1. get all dependencies (dir names)
2. get basename of current directory
3. since current directory is not a dependency, get rid of it
4. print them

what I have so far (from bashrc):

export dep=$({ tmp=$(ls /usr/local/lib/node_modules/); echo ${tmp//$(basename $(pwd))/}; })

The goal is it to have it in variable, not a function or alias becuase I want to use it later (such as for npm link $dep), which I would not be able if it was function.

But the current output DOES include the current directory. Was it invoked from the current dir, the current dir would not be included. So I guess the variable is not reexecuted to take into account it changed its dir (from where bashrc is, to where I am now).

So how to make it to NOT include the current dir?

CodePudding user response：

A variable is simply static text, the shell (or, let alone, the string itself) in no way keeps track of how its value was calculated; it's just a sequence of characters.
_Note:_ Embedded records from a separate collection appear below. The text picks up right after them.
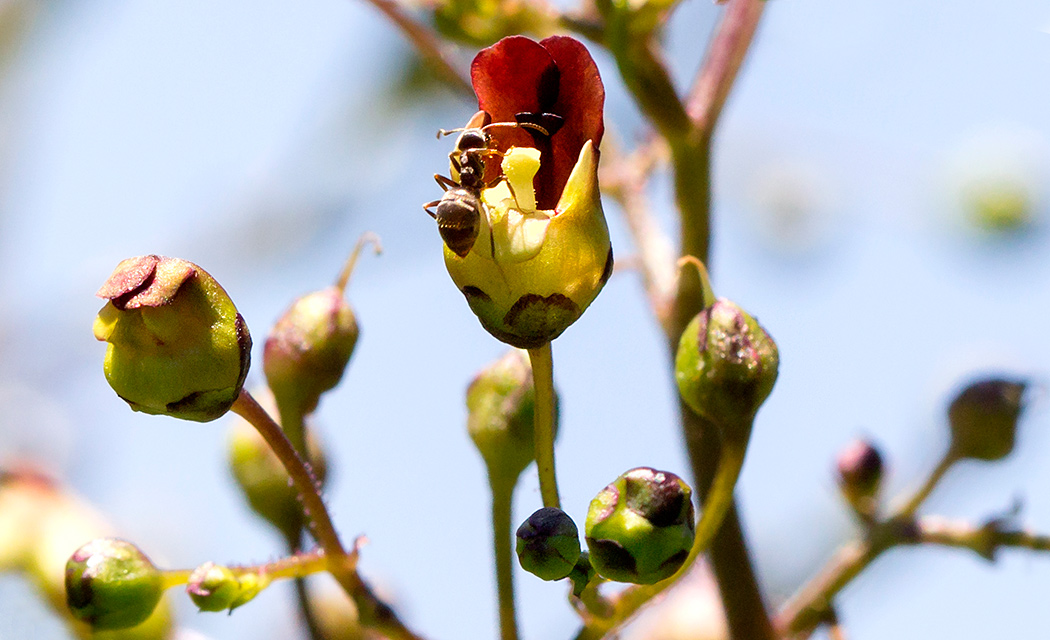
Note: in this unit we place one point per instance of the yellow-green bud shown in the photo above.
(726, 366)
(548, 544)
(215, 588)
(309, 348)
(500, 404)
(264, 481)
(335, 613)
(984, 419)
(176, 344)
(641, 529)
(532, 273)
(860, 476)
(111, 584)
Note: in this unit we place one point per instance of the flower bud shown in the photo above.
(264, 480)
(500, 405)
(726, 365)
(176, 344)
(860, 475)
(215, 588)
(641, 528)
(984, 419)
(309, 348)
(111, 584)
(548, 544)
(335, 613)
(532, 273)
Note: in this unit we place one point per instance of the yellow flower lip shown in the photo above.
(532, 273)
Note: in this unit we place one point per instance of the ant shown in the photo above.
(458, 212)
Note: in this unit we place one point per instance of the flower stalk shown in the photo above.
(543, 376)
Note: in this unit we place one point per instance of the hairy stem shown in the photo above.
(809, 606)
(341, 563)
(543, 379)
(374, 613)
(502, 541)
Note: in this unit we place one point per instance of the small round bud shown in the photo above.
(215, 588)
(176, 344)
(335, 613)
(548, 544)
(984, 419)
(264, 481)
(309, 348)
(641, 528)
(500, 404)
(726, 365)
(111, 584)
(859, 475)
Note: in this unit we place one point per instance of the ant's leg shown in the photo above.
(445, 183)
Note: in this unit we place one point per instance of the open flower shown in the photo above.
(542, 252)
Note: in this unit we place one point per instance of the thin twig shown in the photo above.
(543, 381)
(426, 43)
(341, 564)
(718, 72)
(624, 178)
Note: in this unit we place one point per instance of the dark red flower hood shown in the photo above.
(554, 76)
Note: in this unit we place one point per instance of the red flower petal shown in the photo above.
(555, 76)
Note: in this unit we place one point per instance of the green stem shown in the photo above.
(503, 492)
(374, 613)
(927, 487)
(341, 563)
(543, 380)
(807, 609)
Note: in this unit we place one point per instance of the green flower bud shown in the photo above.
(726, 365)
(641, 529)
(264, 481)
(176, 344)
(500, 405)
(860, 475)
(532, 273)
(984, 419)
(215, 588)
(336, 615)
(41, 525)
(548, 544)
(111, 584)
(309, 348)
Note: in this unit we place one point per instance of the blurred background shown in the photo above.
(881, 206)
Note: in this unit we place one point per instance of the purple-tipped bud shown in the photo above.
(111, 584)
(860, 475)
(726, 366)
(176, 344)
(984, 418)
(641, 528)
(309, 348)
(548, 544)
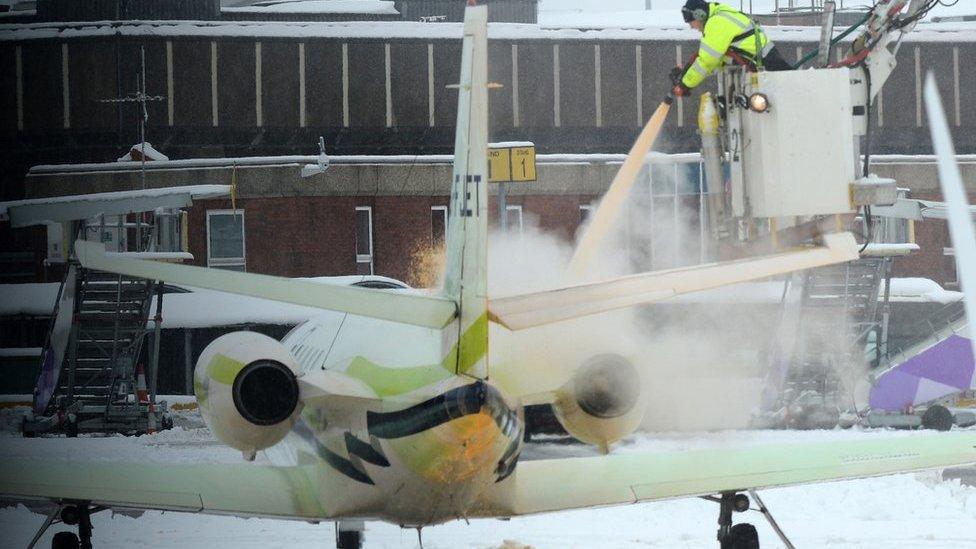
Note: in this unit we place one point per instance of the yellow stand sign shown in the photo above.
(510, 162)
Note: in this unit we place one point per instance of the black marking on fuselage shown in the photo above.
(453, 404)
(365, 451)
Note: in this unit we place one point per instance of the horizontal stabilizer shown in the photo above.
(418, 310)
(528, 310)
(557, 484)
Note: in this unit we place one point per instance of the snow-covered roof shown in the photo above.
(365, 7)
(414, 30)
(37, 211)
(298, 160)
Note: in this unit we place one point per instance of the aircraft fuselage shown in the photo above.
(423, 448)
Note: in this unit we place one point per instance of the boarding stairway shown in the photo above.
(99, 376)
(837, 303)
(102, 380)
(852, 287)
If you need the value to change depending on external circumstances, you need to assign it again in those circumstances, or simply use a script or a function instead of a variable.

Here is a simple function which avoids trying to parse the output from ls:

getdep () {
    ( cd /usr/local/lib/node_modules
      printf '%s\n' * ) |
    grep -vFx "$(basename "$(pwd)")"
}

You would call it like

dep=$(getdep)

when you need to update dep, or simply use $(getdep) instead of $dep.